Environs

Art-addicted TH owner creates homegrown gallery in Adams Morgan

by Chord Bezerra
Published on November 6, 2003, 12:00am | Comments

Photography by Todd Franson

Start with the art in this 3BR, 2 1/2BA Adams Morgan townhouse, where long and tall walls make expansive vistas for a collector addicted to art and decorating. Toss in an aesthetic of clean, simple lines (and a few indestructible chairs) and you've got a home grown gallery.

Eric Kole needed a home for himself and his art, so when he found a townhouse in Adams Morgan, he thought he would have plenty of room for both. Ten years later, the walls were full and unhung art was piling under the bed. It was time to take action on his decorating addiction -- by opening a new home furnishing store, Vastu.

Eric: Harry Wardman, who did a significant amount of architecture in D.C., built this block in 1913. The house two doors down was built for his wife to live in while he built the Marriot Wardman. I moved in just about ten years ago. It was more house than I needed but I had an art collection and the house had space. Row houses are great for displaying art. You only have two short ends that have windows and everything in between is wall. So I filled it up as much as I possibly could. One of the great things about owning a furniture store is now we get to buy and show art at the store without having to buy it for myself.



[In the dining room] This is a hammered zinc French florist table. It's about a hundred years old. The reversed bevel is so that when they would line up and cut the flowers the water wouldn't run off onto the floor. I bought it up in New York and had a piece of glass cut to make it larger. These Emeco chairs weigh nothing. They're like three pounds, and they're impervious to virtually everything, including fire. You cannot damage these chairs -- although I guess you could run them over with something. I thought they were kind of cool for a dining room.

[In the hallway] It's very difficult to find a wall that can support an eighteen by four-and-a-half foot painting, so this hallway really helped me make my decision about buying the place. Funny thing is, when I bought this painting the artist was a squatter in the building where the Spy Museum is now. He literally had no home. Then he did this piece and immediately afterwards showed something at the Corcoran, and his career took off. He came and hung this here with a couple friends of mine. There are still marks up there from where we had to put a fifteen-foot ladder. It took four of us three and half hours to hang it. It was a lot of fun, but it may have to stay with the house. I don't know if I could ever hang it again. It might be here a hundred years from now.

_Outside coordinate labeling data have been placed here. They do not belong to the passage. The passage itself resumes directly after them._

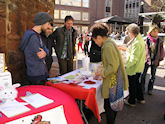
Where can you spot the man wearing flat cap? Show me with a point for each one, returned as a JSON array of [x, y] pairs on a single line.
[[35, 50]]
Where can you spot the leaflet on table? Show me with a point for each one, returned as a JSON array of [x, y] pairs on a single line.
[[37, 100], [88, 86], [13, 108], [2, 62]]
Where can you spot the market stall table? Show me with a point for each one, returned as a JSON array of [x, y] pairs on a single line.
[[90, 93], [60, 99]]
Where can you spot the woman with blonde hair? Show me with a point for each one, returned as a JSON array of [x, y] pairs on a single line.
[[154, 54], [135, 64]]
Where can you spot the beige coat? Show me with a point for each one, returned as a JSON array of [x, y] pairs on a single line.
[[111, 60]]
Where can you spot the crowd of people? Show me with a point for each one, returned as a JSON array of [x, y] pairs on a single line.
[[38, 42]]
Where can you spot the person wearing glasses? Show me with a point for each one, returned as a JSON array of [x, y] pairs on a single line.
[[35, 50], [65, 39]]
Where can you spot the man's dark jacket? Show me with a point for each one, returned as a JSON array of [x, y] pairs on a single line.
[[59, 37]]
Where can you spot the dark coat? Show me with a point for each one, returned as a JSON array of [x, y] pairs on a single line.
[[49, 42], [59, 37], [95, 52]]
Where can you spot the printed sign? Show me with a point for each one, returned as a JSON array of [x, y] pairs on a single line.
[[2, 62]]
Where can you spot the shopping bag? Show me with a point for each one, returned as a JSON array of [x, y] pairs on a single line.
[[116, 93]]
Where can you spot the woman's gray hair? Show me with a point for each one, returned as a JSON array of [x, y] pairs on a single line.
[[133, 28]]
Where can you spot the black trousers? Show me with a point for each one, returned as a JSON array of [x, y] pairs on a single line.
[[110, 114], [135, 88], [152, 77], [65, 65]]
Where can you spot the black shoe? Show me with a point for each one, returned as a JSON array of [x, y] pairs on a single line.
[[149, 92], [129, 104]]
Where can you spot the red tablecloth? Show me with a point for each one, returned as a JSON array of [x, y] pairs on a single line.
[[71, 110], [81, 93]]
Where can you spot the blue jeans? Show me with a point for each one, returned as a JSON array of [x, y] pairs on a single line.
[[152, 77]]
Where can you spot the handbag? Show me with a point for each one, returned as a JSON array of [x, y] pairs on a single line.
[[116, 95], [116, 92]]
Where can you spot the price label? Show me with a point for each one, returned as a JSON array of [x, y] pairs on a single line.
[[2, 62]]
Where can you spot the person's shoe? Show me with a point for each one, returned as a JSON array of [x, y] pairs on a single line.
[[141, 101], [127, 103], [150, 92]]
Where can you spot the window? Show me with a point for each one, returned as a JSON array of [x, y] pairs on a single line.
[[57, 1], [85, 16], [137, 4], [77, 27], [85, 3], [126, 5], [84, 29], [56, 14], [107, 9], [74, 14], [71, 2]]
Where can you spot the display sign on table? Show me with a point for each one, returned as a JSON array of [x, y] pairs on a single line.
[[2, 62]]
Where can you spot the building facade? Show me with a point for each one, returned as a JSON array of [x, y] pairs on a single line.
[[84, 12], [131, 9]]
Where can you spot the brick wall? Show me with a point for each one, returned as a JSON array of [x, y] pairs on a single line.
[[15, 17]]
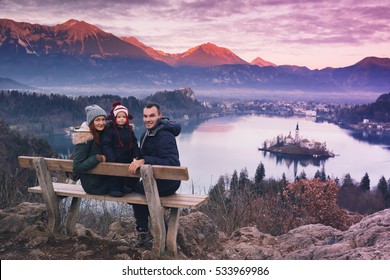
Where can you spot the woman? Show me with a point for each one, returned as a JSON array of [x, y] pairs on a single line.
[[88, 150]]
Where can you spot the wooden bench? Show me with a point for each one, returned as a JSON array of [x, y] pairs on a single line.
[[53, 191]]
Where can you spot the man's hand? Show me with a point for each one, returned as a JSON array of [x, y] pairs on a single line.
[[135, 165]]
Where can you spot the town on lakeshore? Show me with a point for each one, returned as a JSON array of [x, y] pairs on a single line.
[[296, 146]]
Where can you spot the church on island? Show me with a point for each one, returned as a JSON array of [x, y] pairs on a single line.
[[297, 146]]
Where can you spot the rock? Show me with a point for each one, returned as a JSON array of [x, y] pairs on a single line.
[[197, 234], [24, 234], [34, 235], [367, 240], [15, 219]]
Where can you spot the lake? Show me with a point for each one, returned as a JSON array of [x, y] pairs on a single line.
[[221, 145]]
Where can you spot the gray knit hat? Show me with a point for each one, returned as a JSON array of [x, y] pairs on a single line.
[[94, 111]]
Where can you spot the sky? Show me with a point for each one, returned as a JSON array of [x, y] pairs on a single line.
[[312, 33]]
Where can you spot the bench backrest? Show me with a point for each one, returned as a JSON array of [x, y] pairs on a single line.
[[110, 168]]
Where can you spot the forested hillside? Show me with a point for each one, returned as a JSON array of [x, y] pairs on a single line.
[[379, 111]]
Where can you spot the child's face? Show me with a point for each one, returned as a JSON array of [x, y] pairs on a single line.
[[121, 118]]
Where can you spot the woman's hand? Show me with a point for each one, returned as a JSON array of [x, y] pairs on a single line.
[[135, 165]]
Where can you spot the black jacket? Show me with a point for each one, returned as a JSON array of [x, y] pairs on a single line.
[[158, 146]]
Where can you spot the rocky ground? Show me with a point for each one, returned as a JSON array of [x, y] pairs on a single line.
[[23, 235]]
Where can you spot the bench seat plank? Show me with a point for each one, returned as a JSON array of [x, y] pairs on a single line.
[[111, 168], [173, 201]]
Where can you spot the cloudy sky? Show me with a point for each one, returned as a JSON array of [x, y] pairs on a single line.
[[310, 33]]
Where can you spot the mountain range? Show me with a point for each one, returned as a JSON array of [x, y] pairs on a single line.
[[78, 53]]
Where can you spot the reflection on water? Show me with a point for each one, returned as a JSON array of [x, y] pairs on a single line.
[[295, 162]]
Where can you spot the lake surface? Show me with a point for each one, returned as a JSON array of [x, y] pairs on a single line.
[[219, 146]]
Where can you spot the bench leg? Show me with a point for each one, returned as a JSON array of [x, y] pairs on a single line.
[[48, 194], [72, 216], [173, 225], [156, 211]]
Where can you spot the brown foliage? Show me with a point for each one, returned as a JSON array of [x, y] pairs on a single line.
[[315, 201]]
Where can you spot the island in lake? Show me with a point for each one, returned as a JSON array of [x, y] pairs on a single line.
[[296, 146]]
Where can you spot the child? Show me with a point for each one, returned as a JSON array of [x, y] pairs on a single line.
[[120, 145]]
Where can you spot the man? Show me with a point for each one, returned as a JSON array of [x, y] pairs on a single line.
[[158, 146]]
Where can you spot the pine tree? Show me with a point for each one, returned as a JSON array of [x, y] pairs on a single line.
[[365, 183], [347, 181], [243, 180], [260, 173], [234, 182], [383, 188]]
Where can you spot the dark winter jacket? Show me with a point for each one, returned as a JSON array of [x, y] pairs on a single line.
[[84, 159], [158, 146], [120, 144]]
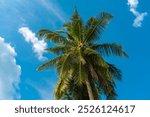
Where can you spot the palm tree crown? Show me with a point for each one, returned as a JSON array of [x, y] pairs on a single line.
[[83, 73]]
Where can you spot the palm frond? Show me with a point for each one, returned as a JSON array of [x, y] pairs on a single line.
[[96, 25], [109, 49]]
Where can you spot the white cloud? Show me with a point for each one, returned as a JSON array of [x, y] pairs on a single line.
[[139, 16], [52, 7], [9, 72], [38, 46]]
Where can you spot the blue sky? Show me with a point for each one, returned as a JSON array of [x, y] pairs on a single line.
[[21, 51]]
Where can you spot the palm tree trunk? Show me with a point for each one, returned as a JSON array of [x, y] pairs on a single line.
[[89, 89]]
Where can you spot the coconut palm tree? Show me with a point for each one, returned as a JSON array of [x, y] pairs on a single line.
[[83, 72]]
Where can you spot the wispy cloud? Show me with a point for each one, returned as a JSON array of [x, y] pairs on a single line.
[[139, 16], [9, 72], [44, 87], [38, 46], [52, 7]]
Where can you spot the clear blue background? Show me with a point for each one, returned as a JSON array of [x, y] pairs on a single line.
[[135, 41]]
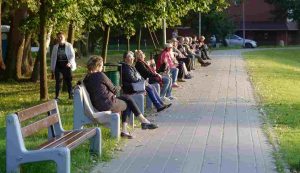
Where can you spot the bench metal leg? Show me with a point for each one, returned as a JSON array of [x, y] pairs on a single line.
[[115, 125], [95, 147], [139, 100]]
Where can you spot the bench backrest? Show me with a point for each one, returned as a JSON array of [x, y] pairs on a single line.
[[52, 118]]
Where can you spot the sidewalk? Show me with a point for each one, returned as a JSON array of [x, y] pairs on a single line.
[[213, 127]]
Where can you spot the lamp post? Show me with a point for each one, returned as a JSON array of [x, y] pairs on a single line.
[[164, 29], [199, 32], [243, 20]]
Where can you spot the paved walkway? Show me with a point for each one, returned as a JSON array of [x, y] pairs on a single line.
[[213, 127]]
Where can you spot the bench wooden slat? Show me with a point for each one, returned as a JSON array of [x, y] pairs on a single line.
[[36, 110], [56, 140], [36, 126], [70, 140]]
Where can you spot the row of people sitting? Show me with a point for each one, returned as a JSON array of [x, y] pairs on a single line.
[[171, 64]]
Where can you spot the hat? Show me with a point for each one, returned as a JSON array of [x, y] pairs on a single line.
[[168, 45]]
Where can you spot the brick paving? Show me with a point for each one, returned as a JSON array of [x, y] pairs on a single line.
[[214, 126]]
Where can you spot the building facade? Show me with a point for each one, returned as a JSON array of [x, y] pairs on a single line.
[[264, 23]]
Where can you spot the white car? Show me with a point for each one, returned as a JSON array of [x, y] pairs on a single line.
[[234, 40]]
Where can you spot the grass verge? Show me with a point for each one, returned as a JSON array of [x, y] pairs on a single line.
[[15, 96], [276, 78]]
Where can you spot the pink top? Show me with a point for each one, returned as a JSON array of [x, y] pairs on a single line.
[[166, 57]]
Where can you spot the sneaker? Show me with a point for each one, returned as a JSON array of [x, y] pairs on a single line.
[[148, 126], [181, 80], [162, 108], [126, 135], [188, 76], [168, 105], [175, 85], [205, 64], [172, 98], [165, 99]]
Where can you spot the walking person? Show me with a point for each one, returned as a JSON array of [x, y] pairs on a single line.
[[63, 63]]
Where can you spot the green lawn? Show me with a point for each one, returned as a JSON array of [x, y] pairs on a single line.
[[16, 96], [276, 78]]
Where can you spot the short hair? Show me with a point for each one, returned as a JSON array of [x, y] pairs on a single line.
[[94, 62], [128, 54], [60, 33], [138, 54]]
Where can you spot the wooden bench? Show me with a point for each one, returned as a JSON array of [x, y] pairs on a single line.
[[149, 104], [85, 113], [56, 148]]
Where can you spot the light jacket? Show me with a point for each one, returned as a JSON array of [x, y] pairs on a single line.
[[70, 55]]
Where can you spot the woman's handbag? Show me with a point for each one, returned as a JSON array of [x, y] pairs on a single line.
[[139, 86]]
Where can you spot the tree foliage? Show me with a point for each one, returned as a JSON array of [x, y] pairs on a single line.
[[290, 7]]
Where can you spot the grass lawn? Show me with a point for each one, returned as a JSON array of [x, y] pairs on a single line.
[[16, 96], [276, 78]]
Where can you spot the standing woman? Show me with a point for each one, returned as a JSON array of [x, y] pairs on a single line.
[[63, 62], [103, 96]]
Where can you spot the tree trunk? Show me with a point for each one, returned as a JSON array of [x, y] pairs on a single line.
[[2, 65], [105, 43], [139, 39], [16, 45], [26, 66], [152, 38], [71, 33], [36, 69], [128, 43], [43, 52]]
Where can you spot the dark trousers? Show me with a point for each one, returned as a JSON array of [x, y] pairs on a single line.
[[67, 77], [187, 61], [131, 107]]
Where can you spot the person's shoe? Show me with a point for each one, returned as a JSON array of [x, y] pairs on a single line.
[[168, 105], [175, 85], [126, 135], [161, 108], [205, 64], [181, 80], [165, 99], [172, 98], [148, 126], [57, 99], [188, 76]]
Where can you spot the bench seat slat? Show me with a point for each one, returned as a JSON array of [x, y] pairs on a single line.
[[36, 110], [36, 126], [70, 140]]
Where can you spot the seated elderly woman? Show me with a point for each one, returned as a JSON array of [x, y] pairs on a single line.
[[103, 96], [149, 73], [130, 75]]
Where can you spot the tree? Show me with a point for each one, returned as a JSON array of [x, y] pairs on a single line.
[[290, 8], [2, 65]]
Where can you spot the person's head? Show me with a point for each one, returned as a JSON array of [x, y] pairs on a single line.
[[202, 38], [139, 55], [95, 64], [180, 39], [186, 40], [128, 57], [168, 46], [60, 37], [174, 41]]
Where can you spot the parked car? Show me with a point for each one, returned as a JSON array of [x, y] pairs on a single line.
[[234, 40]]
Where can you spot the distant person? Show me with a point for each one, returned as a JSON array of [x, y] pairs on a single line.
[[175, 33], [63, 62]]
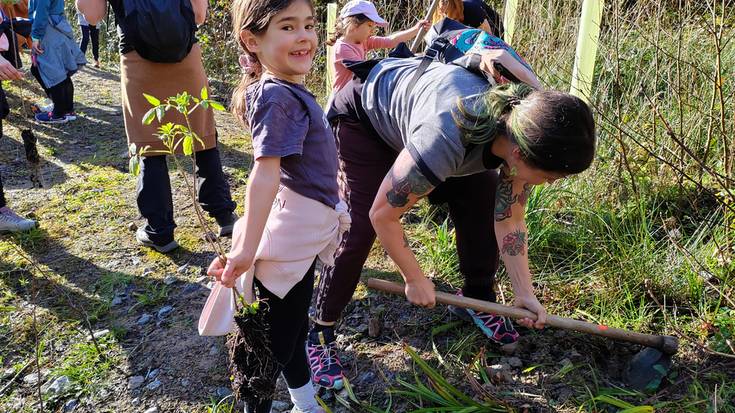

[In the bathroom] This bathroom is original. I've had a plumber in here to fix this toilet probably twenty times -- the guys from the plumbing company wave to me when they see me. They will not let me replace the toilet: Every time the guy comes in here, he's like, "You know this is from 1913, it's stamped on the inside." I just say, "Okay." I'm dying to redo it, of course, but I just couldn't.


[In the master bedroom] I've gotten to the point where I have so much art work. I lent a friend some art to show his house when he was putting it on the market and I just started pulling stuff out from underneath the bed. He was laughing at me because I literally have more art under my bed than most people have in their house. It's a horrible addiction.



[In the living room] I like simple clean lines but I like things to have a consistency. Particularly in townhouses where rooms kind of flow into each other you need to be able to take -- whether it's a color, a texture, a material -- and have it all work. Not necessarily matching because I really dislike the idea of matched sets of things because it always looks like you went and said I'll take this room as opposed to collecting things and putting it together intelligently as you go along. I think it's important to have consistency throughout. You can see that this aluminum here will be picked up in a lamp or an accent of a vase a little bit further over there. Your eye always sees more than one thing at a time. But I'm at the point now where I'm basically done decorating. I don't know what else I would change.